Autoroutes, nationales et agrément dans l’Aisne
L’A 26, l’A 4 et l’A 29 sont concédées : le dépannage y est réservé aux dépanneurs agréés par le concessionnaire, et le tarif réglementé de l’autoroute ne vaut qu’en dessous de 3,5 tonnes. Nous vérifions à l’appel que le dépanneur mobilisé est bien agréé pour le tronçon, ce qui est le cas de presque tous nos partenaires poids lourd ; dans le cas contraire, la borne d’appel d’urgence ou le 112.
La N 2, la N 31 et la N 44 sont des voies de l’État, gratuites. Sans péage, mais pas sans règle : sur les sections à chaussées séparées, l’intervention y est réservée à des professionnels agréés par la préfecture, organisés en permanence par secteur, avec des obligations propres aux véhicules de plus de 3,5 tonnes, et nous le vérifions de la même façon. Sur les départementales, les chemins de plaine, les routes forestières et dans les cours d’usine, l’intervention est ordinaire, sous réserve des consignes de l’exploitant.
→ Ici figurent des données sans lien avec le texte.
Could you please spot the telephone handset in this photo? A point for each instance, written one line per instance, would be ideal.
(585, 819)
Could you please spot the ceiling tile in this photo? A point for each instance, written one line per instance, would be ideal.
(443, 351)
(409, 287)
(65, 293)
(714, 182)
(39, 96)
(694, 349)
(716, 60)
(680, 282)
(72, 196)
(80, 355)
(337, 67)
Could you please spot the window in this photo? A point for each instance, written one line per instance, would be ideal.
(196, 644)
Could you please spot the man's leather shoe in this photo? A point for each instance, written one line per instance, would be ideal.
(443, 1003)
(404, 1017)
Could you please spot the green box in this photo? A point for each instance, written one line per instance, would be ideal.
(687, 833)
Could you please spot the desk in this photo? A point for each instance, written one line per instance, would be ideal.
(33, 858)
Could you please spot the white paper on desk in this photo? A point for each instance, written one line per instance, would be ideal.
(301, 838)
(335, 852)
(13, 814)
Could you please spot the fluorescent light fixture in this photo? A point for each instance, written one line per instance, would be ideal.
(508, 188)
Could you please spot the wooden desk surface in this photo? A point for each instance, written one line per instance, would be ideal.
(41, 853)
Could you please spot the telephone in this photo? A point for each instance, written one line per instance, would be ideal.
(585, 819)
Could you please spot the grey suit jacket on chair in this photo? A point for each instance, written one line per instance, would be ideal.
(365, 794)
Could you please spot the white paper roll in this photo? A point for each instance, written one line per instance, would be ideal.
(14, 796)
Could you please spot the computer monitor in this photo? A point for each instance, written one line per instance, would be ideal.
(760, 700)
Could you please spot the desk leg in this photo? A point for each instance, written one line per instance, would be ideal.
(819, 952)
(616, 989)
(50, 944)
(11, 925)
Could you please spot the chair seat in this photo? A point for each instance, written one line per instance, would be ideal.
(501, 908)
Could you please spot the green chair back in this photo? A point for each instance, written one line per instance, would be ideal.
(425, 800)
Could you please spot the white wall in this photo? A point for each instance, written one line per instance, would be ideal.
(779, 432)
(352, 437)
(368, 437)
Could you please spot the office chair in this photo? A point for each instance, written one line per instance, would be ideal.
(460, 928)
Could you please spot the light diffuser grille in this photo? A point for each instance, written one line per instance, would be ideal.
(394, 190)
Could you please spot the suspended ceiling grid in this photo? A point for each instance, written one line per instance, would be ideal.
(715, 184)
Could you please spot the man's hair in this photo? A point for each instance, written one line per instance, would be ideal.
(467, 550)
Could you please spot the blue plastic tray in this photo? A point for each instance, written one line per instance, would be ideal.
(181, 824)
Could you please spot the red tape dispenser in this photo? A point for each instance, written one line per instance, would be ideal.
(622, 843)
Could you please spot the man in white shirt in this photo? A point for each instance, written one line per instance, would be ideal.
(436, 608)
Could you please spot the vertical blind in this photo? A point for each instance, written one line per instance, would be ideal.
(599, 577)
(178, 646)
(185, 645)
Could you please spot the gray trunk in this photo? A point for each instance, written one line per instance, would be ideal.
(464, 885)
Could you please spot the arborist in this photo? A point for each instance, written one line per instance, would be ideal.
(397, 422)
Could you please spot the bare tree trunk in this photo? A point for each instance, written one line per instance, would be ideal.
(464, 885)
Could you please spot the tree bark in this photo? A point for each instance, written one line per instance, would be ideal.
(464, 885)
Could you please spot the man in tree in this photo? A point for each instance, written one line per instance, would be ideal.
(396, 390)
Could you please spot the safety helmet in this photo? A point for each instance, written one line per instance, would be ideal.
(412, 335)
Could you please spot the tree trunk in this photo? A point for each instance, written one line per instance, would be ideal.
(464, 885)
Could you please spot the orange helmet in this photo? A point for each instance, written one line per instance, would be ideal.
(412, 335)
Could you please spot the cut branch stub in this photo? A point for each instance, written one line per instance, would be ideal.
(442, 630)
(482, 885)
De Saint-Quentin à Château-Thierry, la distance décide du dépanneur
La préfecture n’est pas le centre de gravité de l’Aisne : Saint-Quentin est plus peuplée, Château-Thierry regarde vers Reims et la Marne, Hirson vers le Nord et la Belgique. Le dépanneur poids lourd mobilisé est celui qui arrive le plus vite avec le bon matériel, depuis Saint-Quentin pour le nord et l’A 26, depuis Soissons ou Laon pour le centre, depuis la Marne pour la vallée de Château-Thierry si c’est plus court. Donnez votre position précise, la limite départementale ne change rien à la prise en charge.